Psalm 51:1-2, 8-10
The Rev. Dr. Robert S. Langworthy, preaching
March 5-2025 – Ash Wednesday

Today, Ash Wednesday, is the first day of Lent.  Lent is that spiritual season of 40 days occurring over the seven weeks leading to Easter, excluding the Sundays in those weeks.  Lent constitutes the period of preparation for the celebration of Jesus’ resurrection.

Just as Jesus initiated His season of earthly ministry with a call to hear the truth of the gospel and to repent and believe, Ash Wednesday initiates the season of Lent with a call to face the truth about ourselves and to repent and believe.

To repent is to turn away from what displeases God and turn to what pleases Him.  By that turnaround – by that reorientation of our thinking, feeling and acting – we clean out our souls to receive in free flow God’s renewal of us to make us more faithful and thus happier people.

David wrote seven psalms of repentance.  Psalm 51 is the middle one and the greatest one.  David wrote it after he finally got honest with himself and owned up to a reality he’d long suppressed: that he – said to be a man after God’s own heart – had committed adultery with a married woman and conspired in the murder of her husband.  It broke David’s pride, and his heart, when he at last acknowledged that he had broken several of God’s Ten Commandments.

Appalled at himself and his betrayal of the God he loved, David repents with all his soul.  Yet, even as he confesses his egregious sinfulness, he professes his faith in the possibility of pardon and renewal. He believes that, though he has no right to God’s care and concern, God just might, out of His “steadfast love” and “abundant mercy”, forgive him and restore him.

Despite his keen awareness of his unworthiness to ask anything of God, David here begs God to “blot out my transgressions” as a good judge might expunge the record of a reformed criminal, and begs God to “wash me thoroughly from my iniquity” as a determined launderer might scrub out the stains in a garment.

Because David repents and believes at one and the same time, he dares to hope to be better off in the end than before he behaved so deplorably!

David asks God to “create in me a clean heart” and “put a new and right spirit within me”.  He’s hoping that God will transform him at his core and replace the darkness there with an increased dedication to pursue righteousness and holiness.

David also asks God not to “cast me away from your presence” or “take your Holy Spirit from me”. He’s hoping that God will bridge the chasm of their alienation and reestablish, if not deepen, the closeness between the two of them, and that the Spirit will dwell with him forever to propel him onward and upward into genuine godliness.

David further asks God to “restore to me the joy of your salvation and sustain in me a willing spirit.”  David is hoping that God will develop both his elation in his Redeemer and his determination to obey Him always.

As David repents and believes, he dreams of emerging out of his most shameful and cringe-worthy moment renewed for greater faithfulness and happiness in God.
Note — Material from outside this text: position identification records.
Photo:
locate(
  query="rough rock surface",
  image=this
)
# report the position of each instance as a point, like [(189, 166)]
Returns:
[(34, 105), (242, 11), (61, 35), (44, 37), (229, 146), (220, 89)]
I pray that, this Lent, all of us would repent and believe like David, and like him experience renewal in God’s grace.  I pray that, as we for Lent give up some niceties to build up our capacity for self-discipline, we too will rise up with David-like daring hope and reach up for God’s help to become better people with brighter hearts.

Let me, to that end, suggest three simple practices to engage in over these coming forty days:

First, spend a little more time with God at the start of each day.  After drinking some coffee or doing whatever you need to do to join the human race again, read at least a snippet of scripture and give a moment or two to prayerfully reflect on the challenges and opportunities of the day ahead.  You’ll then establish a right orientation for the whole day, set a good trajectory for it and give a positive feel to it.  I bet, as a result, you’ll more deeply know and relish God’s favor, at least most days.

Second, throughout each day look for chances to serve somebody.  You don’t have to do anything dramatic or impressive.  Just give someone a warm smile or a listening ear, run an errand for someone overwhelmed by their workload, or donate some money or volunteer time to bless the world and its people.  I bet, as a result, you’ll more deeply sense God’s kindness and love for you, at least most days.

Third, at the end of each day, review its happenings to recall, at a minimum, a trio of things for which to give thanks. Express to God your gratitude for someone who was good to you, for the pleasure you had by being good to someone else, or for the gift of making progress on some good project.  I bet, as a result, you’ll more deeply discover how hard it is to be grumpy when you’re grateful and how just being appreciative lifts your spirits, at least most days.

As we keep repenting of the sins we will – alas! – keep committing, but keep believing in the grace God will keep giving – praise Him! – we will be renewed in the joy of God’s salvation and readied to rejoice, 46 days from now, in the great celebration of Jesus’ glorious resurrection!